I’ve never talked to anyone. I’m used to handling things on my own. Aren’t people who go to therapy weak?
Not at all. People who ask for help know when they need it and have the ability to reach out. Everyone needs help now and then. You already have some strengths that you’ve used before, that for whatever reason aren’t working right now. Perhaps this problem feels overwhelming and is making it difficult to access your past strengths. In our work together, we’ll help you identify what those strengths are and how to implement them again in what is happening now.
What’s the difference between talking to you or my best friend or family?
We are mental health professionals who can help you approach your situation in a new way – teach you new skills, help you gain different perspectives, listen to you without judgment or expectations, and help you listen to yourself. Furthermore, therapy is completely confidential. You won’t have to worry about others “knowing your business.” Lastly, some situations can bring a great deal of negative emotion. Confiding in a friend or family member may not give you the tools needed to deal with those emotions or the people in your life who you think caused them.

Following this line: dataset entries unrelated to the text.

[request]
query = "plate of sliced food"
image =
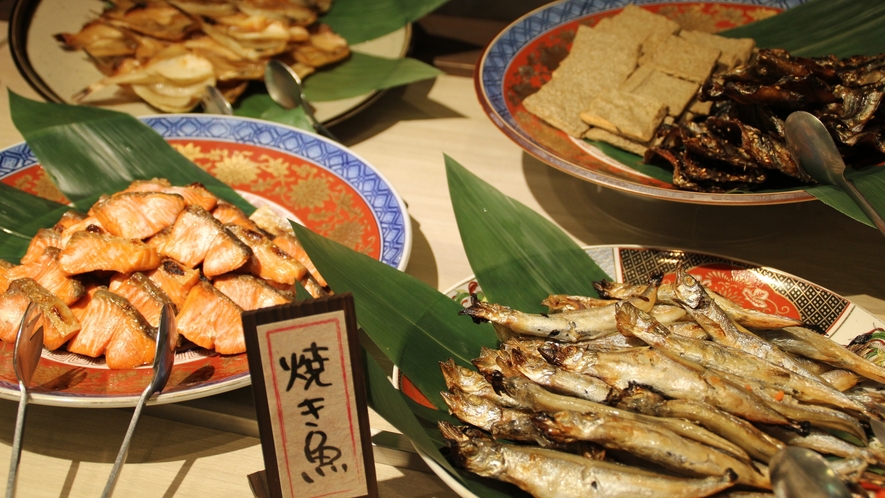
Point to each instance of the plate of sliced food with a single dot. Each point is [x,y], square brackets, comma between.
[668,100]
[144,57]
[684,360]
[107,271]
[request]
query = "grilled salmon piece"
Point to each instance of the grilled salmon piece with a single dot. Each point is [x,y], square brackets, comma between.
[147,297]
[47,271]
[293,247]
[210,319]
[269,261]
[174,279]
[89,223]
[46,237]
[194,235]
[68,219]
[4,274]
[89,251]
[58,322]
[229,214]
[249,292]
[107,318]
[137,215]
[195,194]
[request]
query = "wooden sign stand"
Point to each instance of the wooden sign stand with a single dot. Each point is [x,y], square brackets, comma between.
[310,400]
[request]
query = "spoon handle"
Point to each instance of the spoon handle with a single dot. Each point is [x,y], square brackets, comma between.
[863,203]
[124,449]
[17,442]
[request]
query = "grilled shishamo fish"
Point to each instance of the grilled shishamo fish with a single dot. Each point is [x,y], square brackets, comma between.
[549,473]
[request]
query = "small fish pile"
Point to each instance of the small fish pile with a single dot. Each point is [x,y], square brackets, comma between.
[167,52]
[101,279]
[657,390]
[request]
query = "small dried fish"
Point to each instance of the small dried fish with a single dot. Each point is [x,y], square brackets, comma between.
[565,476]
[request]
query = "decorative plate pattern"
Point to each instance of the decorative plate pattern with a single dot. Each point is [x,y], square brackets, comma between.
[309,178]
[520,59]
[748,284]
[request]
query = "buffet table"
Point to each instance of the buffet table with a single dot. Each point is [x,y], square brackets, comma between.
[208,447]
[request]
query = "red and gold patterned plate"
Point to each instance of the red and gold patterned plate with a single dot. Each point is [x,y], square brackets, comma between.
[310,179]
[521,58]
[748,284]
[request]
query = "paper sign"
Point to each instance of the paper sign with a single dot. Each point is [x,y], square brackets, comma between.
[310,399]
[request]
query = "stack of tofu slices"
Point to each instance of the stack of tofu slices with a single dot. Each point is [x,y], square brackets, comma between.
[631,73]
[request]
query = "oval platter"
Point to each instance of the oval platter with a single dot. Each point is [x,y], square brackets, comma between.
[753,286]
[315,181]
[520,59]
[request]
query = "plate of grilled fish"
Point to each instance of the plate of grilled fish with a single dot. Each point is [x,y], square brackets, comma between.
[682,378]
[144,57]
[646,98]
[102,276]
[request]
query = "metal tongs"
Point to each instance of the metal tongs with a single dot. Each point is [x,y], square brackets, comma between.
[28,346]
[167,337]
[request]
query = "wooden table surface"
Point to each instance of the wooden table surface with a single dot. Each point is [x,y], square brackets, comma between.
[69,452]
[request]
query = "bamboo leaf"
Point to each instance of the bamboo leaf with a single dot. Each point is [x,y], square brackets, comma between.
[21,215]
[412,323]
[519,257]
[363,73]
[88,151]
[821,27]
[362,20]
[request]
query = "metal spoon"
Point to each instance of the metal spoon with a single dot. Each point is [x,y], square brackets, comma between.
[800,472]
[167,337]
[816,152]
[28,346]
[284,87]
[214,102]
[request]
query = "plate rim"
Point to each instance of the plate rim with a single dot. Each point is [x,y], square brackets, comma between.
[20,24]
[242,379]
[541,153]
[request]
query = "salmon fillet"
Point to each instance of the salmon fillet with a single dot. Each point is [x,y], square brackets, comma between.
[58,322]
[194,235]
[175,279]
[46,237]
[137,215]
[147,297]
[109,318]
[210,319]
[195,194]
[89,251]
[249,292]
[269,261]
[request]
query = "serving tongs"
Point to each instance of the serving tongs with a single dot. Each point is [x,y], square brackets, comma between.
[28,346]
[167,337]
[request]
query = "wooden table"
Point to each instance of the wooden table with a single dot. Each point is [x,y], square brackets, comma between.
[69,452]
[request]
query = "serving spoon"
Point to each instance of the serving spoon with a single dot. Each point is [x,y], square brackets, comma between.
[28,346]
[284,87]
[167,337]
[817,154]
[800,472]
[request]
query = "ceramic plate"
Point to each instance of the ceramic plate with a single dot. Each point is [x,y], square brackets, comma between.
[519,60]
[57,73]
[748,284]
[313,180]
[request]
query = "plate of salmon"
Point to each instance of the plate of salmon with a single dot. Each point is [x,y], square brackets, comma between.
[101,277]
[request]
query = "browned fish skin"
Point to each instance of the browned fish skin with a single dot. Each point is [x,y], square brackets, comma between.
[249,292]
[88,251]
[137,215]
[269,261]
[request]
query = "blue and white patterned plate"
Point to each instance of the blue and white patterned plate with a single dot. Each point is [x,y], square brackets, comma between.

Why shouldn’t I just take medication?
Medication alone cannot solve all issues and, frequently, medication just treats the symptoms. Our work together is designed to explore the root of the issue, dig deep into your behavior and teach strategies that can help you accomplish your personal and/or relational goals.
Medication can be effective and is sometimes needed in conjunction with therapy.
How does it work? What do I have to do in sessions?
Because each person has different issues and goals, we tailor my therapeutic approach to meet your specific needs.
How long will it take?
Unfortunately, this is not possible to say in a general FAQ page. Everyone’s circumstances are unique and the time required to allow you to accomplish your goals depends on your desire for personal development, your commitment, and the factors that are driving you to seek therapy in the first place.
I want to get the most out of therapy. What can I do to help?
We are so glad you are dedicated to getting the most out of your sessions. Your active participation and dedication is crucial to your success. After all, we only see each other once a week. It’s the work you do outside of our sessions that will really help you see your personal growth and development.
My partner and I are having problems. Should we be in individual counseling or come together?
If you are concerned about your relationship, and you would both like to work with us, we would initially work with both of you together. After this work, if one of you would like to continue in individual sessions, we could work with only one of you. It is not helpful to move from individual into couple’s work with the same therapist because of potential trust issues.